Nusa Dua (ANTARA News) - Sejumlah Lembaga Swadaya Masyarakat (LSM) Internasional mendesak negara-negara maju emiten karbon utama menyetujui suatu kesepakatan pengurangan emisi yang bersifat mengikat.
Desakan sejumlah LSM yang disampaikan di sela pelaksanaan sidang Konferensi PBB tentang Perubahan Iklim (UNFCCC) di Bali, Selasa, dilakukan dengan berbagai cara.
"Kami berharap agar dihasilkan suatu kesepakatan yang mengikat (dalam pertemuan Bali)," kata Equiterre Canada Steve Guilbeault, juru bicara kelompok LSM itu.
Menurut dia, tanpa suatu kesepakatan yang mengikat maka itikad baik negara-negara maju itu dapat kembali dipertanyakan.
"Apakah mereka serius atau hanya membuang-buang waktu banyak orang," katanya.
Suatu kesepakatan yang mengikat dan berisi perincian jelas mengenai pengaturan dan target pengurangan emisi menurut dia akan menjawab keraguan dunia atas keseriusan negara-negara maju itu.
Dia juga menyoroti kegagalan pemerintah Kanada menurunkan emisi
sebagaimana target yang ditetapkan oleh Protokol Kyoto.

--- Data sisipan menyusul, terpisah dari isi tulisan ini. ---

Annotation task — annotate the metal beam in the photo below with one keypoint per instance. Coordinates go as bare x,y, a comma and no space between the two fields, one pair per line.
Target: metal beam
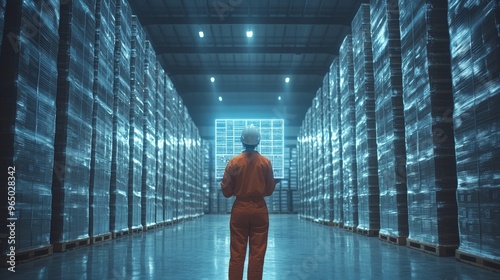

Sementara itu Mark Lutes dari David Suzuki Foundation mengatakan bahwa negara-negara maju tidak dapat dengan mudah mengakui bahwa perubahan iklim adalah suatu ancaman tapi tidak mau melakukan apapun untuk itu.
Dikemukakan juga mengenai sikap negara-negara maju yang justru saling menunjuk negara lain untuk segera menurunkan emisi, sebagai suatu tindakan yang sia-sia.
Hadir juga dalam kesempatan itu Richard Worthington dari "Climate Action Network" (CAN) Afrika Selatan, Ailun Yang dari Greenpeace China dan Kyoko Kawasaka dari Kiko Network.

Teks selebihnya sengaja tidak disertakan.